5
$\begingroup$

Hastie \& Tibshirani's original approach to fitting generalized additive models was the backfitting algorithm. For a model of the form $$ y = \alpha + \displaystyle\sum_k f_k(x_k) + \epsilon $$

  1. Initilize the $\alpha$ and $f_k$ at reasonable values
  2. Loop through terms, subtracting off the current estimate of all others, in order to fit a bivariate model with a scatterplot smoother, like a local polynomial. For the $m$th iteration: $$ y - \alpha^m - \displaystyle\sum_{-k} f^m_{-k}(x_{-k}) \equiv y_k^m = f_k(x_k) + \epsilon $$
  3. Do this until convergence.

This approach seems to have been superseded in most of applied statistics by penalized splines, of the sort implemented in mgcv in R, but is still used in nonparametric econometrics.

My question: how general is the backfitting algorithm?

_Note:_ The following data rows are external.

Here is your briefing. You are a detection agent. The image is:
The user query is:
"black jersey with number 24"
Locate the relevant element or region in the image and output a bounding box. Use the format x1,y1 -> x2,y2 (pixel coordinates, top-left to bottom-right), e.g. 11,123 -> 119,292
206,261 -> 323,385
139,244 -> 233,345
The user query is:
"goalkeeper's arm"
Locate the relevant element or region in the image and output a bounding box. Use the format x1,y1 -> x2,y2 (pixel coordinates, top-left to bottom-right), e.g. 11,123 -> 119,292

Are there restrictions on what smoothers one can use for the $f_k$? For example, if a random forest were used (shown recently to be consistent and asymptotically normal) in an additive model with high-dimensional additive terms, should one expect to consistently estimate the terms of the model? Why or why not?

And even if such a model were consistent, what could be said about efficiency?

$\endgroup$

0